Spending time in various East Coast airports over the Thanksgiving holiday, I made a disturbing observation. At the gates, whenever we heard a passenger paged by the authorities, it was always someone with a Muslim-sounding name.

I heard three such pages while we were en route to Manchester, N.H., and one or two on the trip home. Each time a “Mohammed” or an “Abdullah” was asked to report to the gate, my husband and I exchanged raised eyebrows.

I know those folks weren’t all flying standby. And lest you think I’m just looking for trouble, I know from my own family that people with Muslim-sounding names are singled out for attention in our current climate of insecurity. My 4-year-old niece, whose last name is the same as her Moroccan father’s, was asked to report to a desk at a Florida airport while her carry-on luggage was searched. (Her mom, who has our family’s Russian-immigrant-abbreviated-at-Ellis-Island last name, was not called).

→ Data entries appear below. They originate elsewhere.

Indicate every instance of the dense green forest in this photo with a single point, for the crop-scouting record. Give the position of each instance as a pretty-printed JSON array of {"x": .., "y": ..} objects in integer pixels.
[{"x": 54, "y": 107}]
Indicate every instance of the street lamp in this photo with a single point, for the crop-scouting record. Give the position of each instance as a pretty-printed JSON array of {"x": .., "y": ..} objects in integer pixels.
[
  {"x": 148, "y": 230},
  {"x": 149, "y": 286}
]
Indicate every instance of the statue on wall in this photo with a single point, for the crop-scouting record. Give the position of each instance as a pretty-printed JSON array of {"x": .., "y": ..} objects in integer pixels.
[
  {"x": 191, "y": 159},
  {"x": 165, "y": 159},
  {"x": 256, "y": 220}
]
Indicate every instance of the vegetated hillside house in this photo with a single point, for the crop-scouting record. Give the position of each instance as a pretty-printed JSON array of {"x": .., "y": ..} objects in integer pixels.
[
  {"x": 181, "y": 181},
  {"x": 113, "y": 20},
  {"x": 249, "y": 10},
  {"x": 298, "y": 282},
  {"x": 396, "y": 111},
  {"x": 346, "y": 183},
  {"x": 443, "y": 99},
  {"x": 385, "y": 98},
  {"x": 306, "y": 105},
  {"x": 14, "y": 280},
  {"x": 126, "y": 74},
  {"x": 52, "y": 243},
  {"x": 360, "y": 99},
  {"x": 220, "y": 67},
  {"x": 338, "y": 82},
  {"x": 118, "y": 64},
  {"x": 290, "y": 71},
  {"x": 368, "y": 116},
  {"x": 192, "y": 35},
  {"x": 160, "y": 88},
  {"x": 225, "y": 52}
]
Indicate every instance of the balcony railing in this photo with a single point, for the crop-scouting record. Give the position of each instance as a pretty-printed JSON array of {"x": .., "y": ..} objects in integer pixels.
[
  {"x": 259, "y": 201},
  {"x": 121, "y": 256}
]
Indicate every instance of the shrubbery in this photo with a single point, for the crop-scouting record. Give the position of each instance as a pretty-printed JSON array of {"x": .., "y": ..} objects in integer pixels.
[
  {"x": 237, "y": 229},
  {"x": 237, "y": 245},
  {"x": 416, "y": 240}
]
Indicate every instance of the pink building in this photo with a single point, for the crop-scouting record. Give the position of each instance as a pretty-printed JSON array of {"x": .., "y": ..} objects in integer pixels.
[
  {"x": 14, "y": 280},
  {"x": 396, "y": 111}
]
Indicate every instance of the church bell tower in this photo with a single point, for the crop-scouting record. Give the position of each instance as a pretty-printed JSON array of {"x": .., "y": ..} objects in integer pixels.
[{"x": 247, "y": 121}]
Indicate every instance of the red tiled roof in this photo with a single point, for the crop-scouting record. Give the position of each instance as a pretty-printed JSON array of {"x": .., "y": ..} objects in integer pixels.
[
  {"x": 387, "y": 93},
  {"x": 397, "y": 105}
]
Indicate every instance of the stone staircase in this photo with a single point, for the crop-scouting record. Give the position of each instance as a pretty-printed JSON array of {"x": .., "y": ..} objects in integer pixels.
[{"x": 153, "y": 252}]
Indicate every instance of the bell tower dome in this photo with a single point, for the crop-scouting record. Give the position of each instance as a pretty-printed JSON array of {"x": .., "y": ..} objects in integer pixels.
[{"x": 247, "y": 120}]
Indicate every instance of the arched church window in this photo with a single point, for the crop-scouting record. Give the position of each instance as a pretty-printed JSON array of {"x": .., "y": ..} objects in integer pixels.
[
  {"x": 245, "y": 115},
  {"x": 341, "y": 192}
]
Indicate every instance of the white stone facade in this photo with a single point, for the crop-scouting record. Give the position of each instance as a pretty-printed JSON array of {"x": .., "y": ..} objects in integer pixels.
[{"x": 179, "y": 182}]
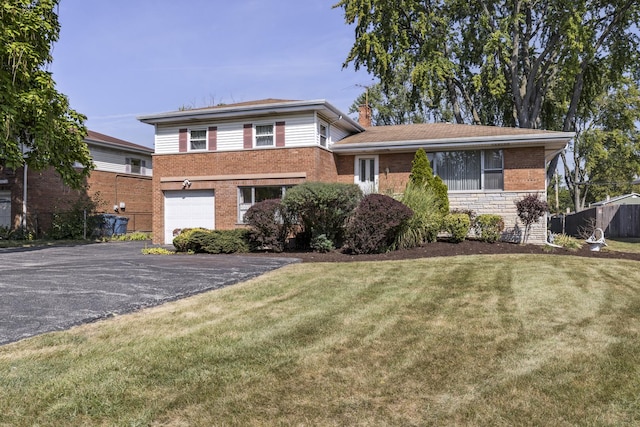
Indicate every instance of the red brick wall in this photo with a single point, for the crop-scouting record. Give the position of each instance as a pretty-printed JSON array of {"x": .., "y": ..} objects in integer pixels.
[
  {"x": 318, "y": 164},
  {"x": 524, "y": 169},
  {"x": 135, "y": 191},
  {"x": 46, "y": 194}
]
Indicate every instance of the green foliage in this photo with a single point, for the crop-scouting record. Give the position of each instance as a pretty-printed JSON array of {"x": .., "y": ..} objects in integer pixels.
[
  {"x": 424, "y": 225},
  {"x": 321, "y": 244},
  {"x": 69, "y": 223},
  {"x": 157, "y": 251},
  {"x": 35, "y": 119},
  {"x": 530, "y": 209},
  {"x": 131, "y": 237},
  {"x": 457, "y": 225},
  {"x": 182, "y": 241},
  {"x": 521, "y": 64},
  {"x": 375, "y": 224},
  {"x": 322, "y": 208},
  {"x": 567, "y": 242},
  {"x": 199, "y": 240},
  {"x": 488, "y": 227},
  {"x": 422, "y": 175},
  {"x": 270, "y": 225},
  {"x": 421, "y": 172},
  {"x": 396, "y": 102}
]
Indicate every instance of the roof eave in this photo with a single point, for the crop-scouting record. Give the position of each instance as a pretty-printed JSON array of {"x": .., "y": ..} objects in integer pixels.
[
  {"x": 113, "y": 146},
  {"x": 555, "y": 142},
  {"x": 276, "y": 108}
]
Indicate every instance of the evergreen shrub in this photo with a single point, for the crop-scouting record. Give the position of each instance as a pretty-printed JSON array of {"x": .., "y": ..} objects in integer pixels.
[
  {"x": 457, "y": 225},
  {"x": 488, "y": 227}
]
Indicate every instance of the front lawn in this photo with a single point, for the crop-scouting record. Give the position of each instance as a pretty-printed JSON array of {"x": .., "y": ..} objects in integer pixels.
[{"x": 469, "y": 340}]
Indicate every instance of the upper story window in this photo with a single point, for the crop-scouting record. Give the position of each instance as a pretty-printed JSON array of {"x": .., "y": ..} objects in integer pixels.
[
  {"x": 264, "y": 135},
  {"x": 323, "y": 133},
  {"x": 470, "y": 170},
  {"x": 135, "y": 166},
  {"x": 198, "y": 139}
]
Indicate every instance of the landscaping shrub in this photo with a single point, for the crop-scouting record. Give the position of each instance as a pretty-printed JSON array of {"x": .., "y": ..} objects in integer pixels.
[
  {"x": 375, "y": 223},
  {"x": 182, "y": 242},
  {"x": 488, "y": 227},
  {"x": 424, "y": 225},
  {"x": 270, "y": 224},
  {"x": 322, "y": 208},
  {"x": 457, "y": 225},
  {"x": 217, "y": 241},
  {"x": 530, "y": 209},
  {"x": 422, "y": 175},
  {"x": 321, "y": 244}
]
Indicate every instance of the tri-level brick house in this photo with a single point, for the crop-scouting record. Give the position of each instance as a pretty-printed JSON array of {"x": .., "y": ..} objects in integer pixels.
[
  {"x": 211, "y": 164},
  {"x": 121, "y": 181}
]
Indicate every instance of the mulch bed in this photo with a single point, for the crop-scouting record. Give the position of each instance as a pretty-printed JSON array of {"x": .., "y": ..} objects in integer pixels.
[{"x": 444, "y": 248}]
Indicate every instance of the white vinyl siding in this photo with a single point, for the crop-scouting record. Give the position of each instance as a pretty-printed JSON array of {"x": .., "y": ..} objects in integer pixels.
[
  {"x": 116, "y": 161},
  {"x": 300, "y": 131}
]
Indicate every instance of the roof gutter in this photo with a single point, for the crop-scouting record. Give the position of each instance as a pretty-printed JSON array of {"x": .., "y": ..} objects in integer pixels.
[
  {"x": 554, "y": 139},
  {"x": 248, "y": 110}
]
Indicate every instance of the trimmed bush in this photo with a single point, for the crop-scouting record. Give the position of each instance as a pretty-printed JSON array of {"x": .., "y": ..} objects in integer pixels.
[
  {"x": 199, "y": 240},
  {"x": 270, "y": 224},
  {"x": 375, "y": 224},
  {"x": 488, "y": 227},
  {"x": 422, "y": 175},
  {"x": 322, "y": 208},
  {"x": 458, "y": 226},
  {"x": 424, "y": 225},
  {"x": 182, "y": 241},
  {"x": 530, "y": 209}
]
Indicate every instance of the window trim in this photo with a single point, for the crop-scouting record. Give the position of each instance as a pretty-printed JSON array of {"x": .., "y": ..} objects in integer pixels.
[
  {"x": 482, "y": 184},
  {"x": 241, "y": 212},
  {"x": 190, "y": 140},
  {"x": 376, "y": 173},
  {"x": 273, "y": 134}
]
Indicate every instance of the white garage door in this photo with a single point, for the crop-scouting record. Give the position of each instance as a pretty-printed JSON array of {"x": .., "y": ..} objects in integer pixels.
[{"x": 187, "y": 209}]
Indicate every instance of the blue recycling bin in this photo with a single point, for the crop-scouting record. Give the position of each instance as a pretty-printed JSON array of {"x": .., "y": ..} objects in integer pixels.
[
  {"x": 121, "y": 225},
  {"x": 108, "y": 225}
]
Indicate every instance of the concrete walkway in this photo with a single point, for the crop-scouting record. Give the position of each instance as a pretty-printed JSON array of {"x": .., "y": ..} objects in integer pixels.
[{"x": 53, "y": 288}]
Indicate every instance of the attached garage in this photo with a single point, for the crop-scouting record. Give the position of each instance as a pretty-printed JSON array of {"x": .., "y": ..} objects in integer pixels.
[{"x": 188, "y": 209}]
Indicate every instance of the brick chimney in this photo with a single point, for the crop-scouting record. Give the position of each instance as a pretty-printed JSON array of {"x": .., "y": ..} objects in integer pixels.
[{"x": 364, "y": 116}]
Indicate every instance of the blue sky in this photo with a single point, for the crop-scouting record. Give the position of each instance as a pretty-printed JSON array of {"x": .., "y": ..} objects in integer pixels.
[{"x": 118, "y": 59}]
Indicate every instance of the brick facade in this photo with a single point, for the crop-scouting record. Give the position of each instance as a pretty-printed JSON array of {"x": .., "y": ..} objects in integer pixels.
[
  {"x": 46, "y": 194},
  {"x": 224, "y": 172}
]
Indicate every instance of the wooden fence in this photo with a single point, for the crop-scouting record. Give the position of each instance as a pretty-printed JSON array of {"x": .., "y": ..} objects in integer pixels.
[{"x": 615, "y": 220}]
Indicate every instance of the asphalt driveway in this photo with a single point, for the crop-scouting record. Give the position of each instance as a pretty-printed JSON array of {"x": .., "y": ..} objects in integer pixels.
[{"x": 53, "y": 288}]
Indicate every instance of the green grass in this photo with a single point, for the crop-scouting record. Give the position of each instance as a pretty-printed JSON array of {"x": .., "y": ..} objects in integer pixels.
[
  {"x": 624, "y": 245},
  {"x": 474, "y": 340}
]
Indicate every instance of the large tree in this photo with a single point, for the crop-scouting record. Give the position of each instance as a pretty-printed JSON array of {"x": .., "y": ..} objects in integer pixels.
[
  {"x": 37, "y": 126},
  {"x": 524, "y": 63},
  {"x": 606, "y": 151}
]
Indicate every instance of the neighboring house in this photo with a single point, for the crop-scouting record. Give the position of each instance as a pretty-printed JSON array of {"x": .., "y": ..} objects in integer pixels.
[
  {"x": 121, "y": 182},
  {"x": 211, "y": 164}
]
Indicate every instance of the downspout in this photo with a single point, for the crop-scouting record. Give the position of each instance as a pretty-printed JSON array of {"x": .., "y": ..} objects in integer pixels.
[{"x": 24, "y": 198}]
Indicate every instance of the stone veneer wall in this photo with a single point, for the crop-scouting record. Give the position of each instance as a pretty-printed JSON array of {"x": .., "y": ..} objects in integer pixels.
[{"x": 503, "y": 204}]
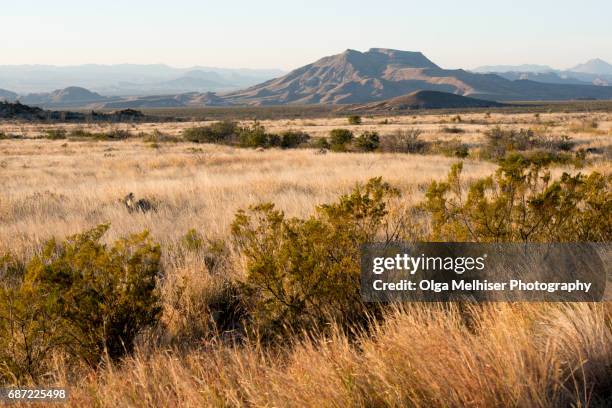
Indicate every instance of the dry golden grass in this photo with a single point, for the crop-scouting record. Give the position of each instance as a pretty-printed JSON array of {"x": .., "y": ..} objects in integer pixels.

When I heard that story, I pictured stern, uniformed guards pulling crayons, coloring books and Power Puff toys out of Sofia’s backpack, turning each item over carefully before putting it back in her bag. This is how we are making the world safe for democracy, I guess.

As an experiment, maybe we should all adopt Muslim names for our next scheduled flight. We’ll see how many times we get called to the desk.